Middle East : 11 October 2010

Conclusions of the thorough review covering the UAE’s sustainable development at Masdar City were recently released.  Constructed just outside of Abu Dhabi, Masdar City is an ambitious clean technology center.

The review commenced early in the year and was put in place to ensure current market conditions and technological developments kept the master plan up to date.

It was specifically initiated to review the knowledge gathered over the last three years of construction and during the completion of first buildings, combined with the changes in the markets and technology.

CEO of Masdar Dr. Sultan Al Jaber noted that the development is dedicated to discovery and aiming to form a sustainable city blueprint.  The progress thus far has been because of the commitment to uncover the most advanced technology and urban sustainability practices and weave them into Masdar City.

Dr. Al Jaber noted that the construction is a continual progression of learning, adjustments and forward movement headed towards the Masdar City vision.  The plan is supposed to evolve and flexibility and adaptability are more important that being rigid or dogmatic.  With these characteristics, developers can capture and apply current knowledge into the master plan.  Continual reviews and updates will keep Masdar City at the leading edge of global clean technology.

The Masdar Master Plan review focused on important updates to build-out timeline of the project, renewable power sources and building and transportation infrastructure.

Important revisions were made with the PRT (Personal Rapid Transport) system, which was limited to the Masdar Institute facilities as a pilot project.  Technology for an alternative electric vehicle and transportations network is a possibility within the City.

The Masdar Institute’s podium and service trench sized at 7.5m will be limited.  Exploring for alternative sources of potential power has begun through pilot projects, including geothermal energy as well as solar thermal cooling.

The timeline for delivery has also been revised.  Phase 1, sized at one million square meters, is slotted for completion in 2015, while the final build-out should be finished between 2020 and 2025.

Although Masdar City is still on track to be completely powered by renewable energy, the clean energy will no longer be sourced on-site.  Now, some off-site renewable energy may be purchased and used for increasing energy demands over the lifetime of the project.

Director of Masdar City Alan Frost commented that research is, by nature, discovery.  Frost feels that long term success will be based on the ability to harness those discoveries and implement them within Masdar City, moving the development into the future.

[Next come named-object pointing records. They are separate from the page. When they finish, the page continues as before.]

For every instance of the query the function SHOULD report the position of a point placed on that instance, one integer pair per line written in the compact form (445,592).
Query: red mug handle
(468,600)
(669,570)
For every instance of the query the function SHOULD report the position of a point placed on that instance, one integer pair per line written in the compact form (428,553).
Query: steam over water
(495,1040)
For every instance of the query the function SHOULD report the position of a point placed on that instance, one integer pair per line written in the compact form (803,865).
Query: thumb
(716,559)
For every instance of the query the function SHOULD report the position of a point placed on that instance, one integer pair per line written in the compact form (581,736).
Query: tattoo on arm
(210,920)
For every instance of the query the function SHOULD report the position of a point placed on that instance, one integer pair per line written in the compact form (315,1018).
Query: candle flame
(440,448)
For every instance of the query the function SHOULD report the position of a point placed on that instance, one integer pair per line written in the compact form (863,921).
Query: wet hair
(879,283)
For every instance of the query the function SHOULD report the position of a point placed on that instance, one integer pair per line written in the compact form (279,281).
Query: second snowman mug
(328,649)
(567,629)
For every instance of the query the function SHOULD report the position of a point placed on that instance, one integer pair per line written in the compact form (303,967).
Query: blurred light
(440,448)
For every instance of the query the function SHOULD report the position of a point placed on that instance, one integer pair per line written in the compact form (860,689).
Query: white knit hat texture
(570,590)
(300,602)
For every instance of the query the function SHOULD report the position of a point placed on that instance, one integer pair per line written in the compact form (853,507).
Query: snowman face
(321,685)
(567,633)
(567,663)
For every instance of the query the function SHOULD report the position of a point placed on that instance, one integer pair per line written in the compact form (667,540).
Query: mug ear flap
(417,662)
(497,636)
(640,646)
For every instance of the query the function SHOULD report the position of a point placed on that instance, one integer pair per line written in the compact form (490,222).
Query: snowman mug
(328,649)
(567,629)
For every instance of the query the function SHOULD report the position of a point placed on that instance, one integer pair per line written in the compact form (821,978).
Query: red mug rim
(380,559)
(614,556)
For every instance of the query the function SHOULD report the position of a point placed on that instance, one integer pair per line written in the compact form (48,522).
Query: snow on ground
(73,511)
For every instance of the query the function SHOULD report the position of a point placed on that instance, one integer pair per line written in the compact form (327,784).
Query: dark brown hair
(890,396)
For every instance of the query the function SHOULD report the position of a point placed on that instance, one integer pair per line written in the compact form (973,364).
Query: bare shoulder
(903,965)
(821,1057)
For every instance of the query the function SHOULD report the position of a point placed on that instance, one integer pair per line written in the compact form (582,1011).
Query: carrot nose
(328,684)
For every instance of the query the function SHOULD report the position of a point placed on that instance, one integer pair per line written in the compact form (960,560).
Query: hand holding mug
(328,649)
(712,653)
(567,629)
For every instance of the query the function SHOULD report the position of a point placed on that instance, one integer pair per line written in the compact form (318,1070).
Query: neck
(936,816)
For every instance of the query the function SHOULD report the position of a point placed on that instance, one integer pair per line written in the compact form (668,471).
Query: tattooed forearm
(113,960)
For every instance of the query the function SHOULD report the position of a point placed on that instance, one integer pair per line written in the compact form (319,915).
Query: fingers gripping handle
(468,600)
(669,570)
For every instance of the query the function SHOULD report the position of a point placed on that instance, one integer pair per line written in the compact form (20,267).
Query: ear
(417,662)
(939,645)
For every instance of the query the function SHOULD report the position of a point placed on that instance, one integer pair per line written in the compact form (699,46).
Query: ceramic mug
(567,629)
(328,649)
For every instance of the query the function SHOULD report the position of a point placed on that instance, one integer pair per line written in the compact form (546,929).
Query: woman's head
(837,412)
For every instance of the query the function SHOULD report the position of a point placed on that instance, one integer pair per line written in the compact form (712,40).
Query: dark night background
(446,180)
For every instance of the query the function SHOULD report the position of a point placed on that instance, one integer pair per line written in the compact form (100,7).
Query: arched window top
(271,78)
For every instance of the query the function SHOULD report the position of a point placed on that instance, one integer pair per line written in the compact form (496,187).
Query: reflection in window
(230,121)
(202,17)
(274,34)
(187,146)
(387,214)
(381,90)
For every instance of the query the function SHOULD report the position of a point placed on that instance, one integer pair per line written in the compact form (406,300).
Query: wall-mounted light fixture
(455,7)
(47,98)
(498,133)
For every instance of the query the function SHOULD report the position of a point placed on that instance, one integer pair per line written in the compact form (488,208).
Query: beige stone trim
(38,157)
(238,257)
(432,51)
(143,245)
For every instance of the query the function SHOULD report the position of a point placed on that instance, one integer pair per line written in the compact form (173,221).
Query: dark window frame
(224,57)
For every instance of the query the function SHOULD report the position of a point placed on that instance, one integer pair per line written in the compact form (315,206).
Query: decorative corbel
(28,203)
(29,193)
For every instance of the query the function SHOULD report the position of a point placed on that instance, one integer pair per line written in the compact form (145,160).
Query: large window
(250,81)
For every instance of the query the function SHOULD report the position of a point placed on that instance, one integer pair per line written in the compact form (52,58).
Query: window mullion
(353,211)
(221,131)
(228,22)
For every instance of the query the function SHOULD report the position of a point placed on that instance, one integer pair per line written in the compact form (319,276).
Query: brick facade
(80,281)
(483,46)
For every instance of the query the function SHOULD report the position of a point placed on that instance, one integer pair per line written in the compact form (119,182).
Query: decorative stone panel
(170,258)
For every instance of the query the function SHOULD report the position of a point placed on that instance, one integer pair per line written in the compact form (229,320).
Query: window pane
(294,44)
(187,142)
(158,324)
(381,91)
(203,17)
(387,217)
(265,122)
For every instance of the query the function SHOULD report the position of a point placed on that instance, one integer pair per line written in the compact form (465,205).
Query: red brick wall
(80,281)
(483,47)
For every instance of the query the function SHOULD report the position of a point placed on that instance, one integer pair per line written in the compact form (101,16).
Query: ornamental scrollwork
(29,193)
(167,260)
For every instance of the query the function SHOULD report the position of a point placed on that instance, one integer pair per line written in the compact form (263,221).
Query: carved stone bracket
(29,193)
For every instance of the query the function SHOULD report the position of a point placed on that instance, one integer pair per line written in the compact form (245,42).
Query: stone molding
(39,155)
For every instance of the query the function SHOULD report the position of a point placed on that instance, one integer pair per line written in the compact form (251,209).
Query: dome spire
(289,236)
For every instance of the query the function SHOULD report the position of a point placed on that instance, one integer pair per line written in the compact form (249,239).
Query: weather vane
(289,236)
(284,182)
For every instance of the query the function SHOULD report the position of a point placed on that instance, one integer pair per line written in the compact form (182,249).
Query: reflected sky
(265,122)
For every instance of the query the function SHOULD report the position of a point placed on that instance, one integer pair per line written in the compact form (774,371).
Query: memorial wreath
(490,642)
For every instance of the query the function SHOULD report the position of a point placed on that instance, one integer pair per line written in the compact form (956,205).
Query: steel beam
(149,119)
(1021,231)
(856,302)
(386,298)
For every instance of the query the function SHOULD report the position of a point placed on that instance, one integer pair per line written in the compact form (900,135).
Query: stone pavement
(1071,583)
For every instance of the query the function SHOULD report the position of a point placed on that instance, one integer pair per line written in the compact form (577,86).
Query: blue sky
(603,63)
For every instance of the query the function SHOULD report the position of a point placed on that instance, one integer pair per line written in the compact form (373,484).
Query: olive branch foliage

Frost noted that the original vision for the project is always firmly undergirding changes and that Masdar’s review and revisions are proactive in moving plans forward to connect with advancements and changes in technology, commercialism and the global markets.

Masdar City is based in the technology market and as technology advances so must the project, according to Frost.  In their journey, developers are discovering solutions and with flexibility and incorporation are staying true to and delivering on the initial vision.

The review also covered Masdar City’s achievements to date, such as the construction of the initial six buildings at the Masdar Institute.  Both students and faculty are established in the new buildings as of September of this year.  Within the city there are residential buildings that are recording 54 per cent less water usage and 51 per cent lower electricity usage than the national average.  Also 30 per cent of the electricity demand is being generated by photovoltaic panels on the roofs and the provision of 75 per cent of the hot water supply for these buildings falls on rooftop thermal collection units.

It was confirmed in the review that a phased development approach is required as new technological advancements are incorporated into the project throughout the progress of construction.